Cartas | La mano adelantada | Por:  Juancho José Barreto González

 

Queremos contarles algunos trazos de nuestra historia, ustedes nos entenderán en lo posible. Lo cierto es, la mano siempre se adelanta.

—Una se frota con la otra y comenzamos a escribir.

Tenía serios problemas al hablar. Su boca no podía pronunciar las palabras, quedaban pegadas en las paredes de la faringe como carteles olvidados. Su mano derecha escuchaba con atención y comenzó días después a hacer lo propio. Cuando él iba a la televisión o simplemente se montaba en una tarima, actuaba según el guion preestablecido. Levantaba el índice por encima de los demás dedos, hacía trazos o semicírculos, apuntaba a la otra mano, todo un teatro hasta que lograba poner en la boca del caballero la primera palabra.

— “Señores…”.

La invasión había causado estragos en el edificio donde funcionaba la escuela de arte. Los soldados entraron arrasando todo, absolutamente todo. Minerva había perdido todas sus extremidades a excepción de su brazo izquierdo. Escuchaba ruidos de sables y hombres en el piso inferior. “Todos los pensamientos y todos los tiempos cruzaron su cabeza”. Con dificultad movió su brazo, abrió su mano. Al sellar la boca con su mano la tarde se vistió de yeso.

Desde la salida de su casa sentía una débil extrañeza. Iba hacia la casa de su hermano en el pueblo vecino. Subió la cuesta hacia el lugar mentado Árbol Redondo. Allí surtió de gasolina a su vehículo y compró un dulce de higo.

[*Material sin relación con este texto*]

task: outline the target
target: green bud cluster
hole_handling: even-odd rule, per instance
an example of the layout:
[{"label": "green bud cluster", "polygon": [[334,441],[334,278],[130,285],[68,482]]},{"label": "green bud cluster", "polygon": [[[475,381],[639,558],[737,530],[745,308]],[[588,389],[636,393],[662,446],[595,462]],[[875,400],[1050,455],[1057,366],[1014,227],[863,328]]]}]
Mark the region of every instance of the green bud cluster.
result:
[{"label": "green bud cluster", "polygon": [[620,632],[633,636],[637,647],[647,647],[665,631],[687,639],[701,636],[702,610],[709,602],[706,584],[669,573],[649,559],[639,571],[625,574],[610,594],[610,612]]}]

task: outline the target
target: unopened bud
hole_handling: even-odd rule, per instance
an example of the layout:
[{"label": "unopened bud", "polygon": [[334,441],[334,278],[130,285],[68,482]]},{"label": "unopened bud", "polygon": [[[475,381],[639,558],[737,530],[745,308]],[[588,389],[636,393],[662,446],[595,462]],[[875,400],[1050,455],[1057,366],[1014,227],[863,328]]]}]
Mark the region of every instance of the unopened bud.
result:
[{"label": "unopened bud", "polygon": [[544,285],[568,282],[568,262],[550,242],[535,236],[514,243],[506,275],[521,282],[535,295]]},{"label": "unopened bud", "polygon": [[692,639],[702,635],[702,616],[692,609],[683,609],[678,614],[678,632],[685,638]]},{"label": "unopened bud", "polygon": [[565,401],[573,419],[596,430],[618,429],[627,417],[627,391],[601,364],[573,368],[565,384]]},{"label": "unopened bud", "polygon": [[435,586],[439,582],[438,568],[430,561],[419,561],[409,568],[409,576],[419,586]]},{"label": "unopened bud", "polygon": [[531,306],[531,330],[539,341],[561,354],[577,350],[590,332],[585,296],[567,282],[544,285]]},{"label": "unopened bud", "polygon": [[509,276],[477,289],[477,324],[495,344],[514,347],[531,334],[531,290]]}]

Enciendo la radio, no se escucha, la brisa en ese lugar es permanente, siempre ventea. De repente un camión 350 se nos viene encima… Muchos días después recuerda las palabras de una señora, — “Usted está protegido”. Las manos adoloridas, entonces, escriben “Dios con sus dedos rudos de agricultor nos apartó de la muerte”.

Les disgustaba haber llegado hasta ese sillón. Las cosas que escuchaba su dueño no eran de su interés, menos aún de su agrado. En los primeros minutos, como dos o tres, no lo recordamos exactamente, o no era nuestra intención medir el tiempo en minutos, nos dedicamos, con cierto desespero, a tamborilear con la punta de nuestros dedos el final de sus brazos. En este trajín del aburrimiento, nos dimos cuenta de las sinuosidades del mueble, especie de direcciones que nos llevaban directamente al estilo y origen del sillón. De pronto nos levantamos bruscamente y debimos movernos en el aire para negar rotundamente los argumentos de otras manos.

Acababan de romper irresponsablemente los acuerdos. Tratamos de afirmar como única salida la pena de muerte. Mientras la garganta pronunciaba esta terrible frase, con cierto placer, los dedos de nuestra mano derecha, acarician las sinuosidades del cuello.

“Al escribir, le doy libertad a mis manos”. Hoy confesamos lo difícil de esta condición. A veces, cuando nos soltamos de todas las amarras humanas, olvidamos las palabras. La gente pasa montada en vehículos extraños, hablando en una lengua inservible para nosotras. Intentamos muchas maneras de escribir, muchas formas. Al rato surge “Érase una vez un hombre”. Palabras, imágenes, sonidos y silencios de esa lengua las usamos para inventar otros mundos.

(Este cuento se convirtió en carta. Escrito en el 2020 aparece en el libro Árbol del tiempo. Nuestro Maestro Isidoro Requena decía que para hablar “había que lavarse las manos”. Para mí, la literatura reúne todos los discursos y todas las manos, empero, son las manos libres las que usamos “para inventar otros mundos”).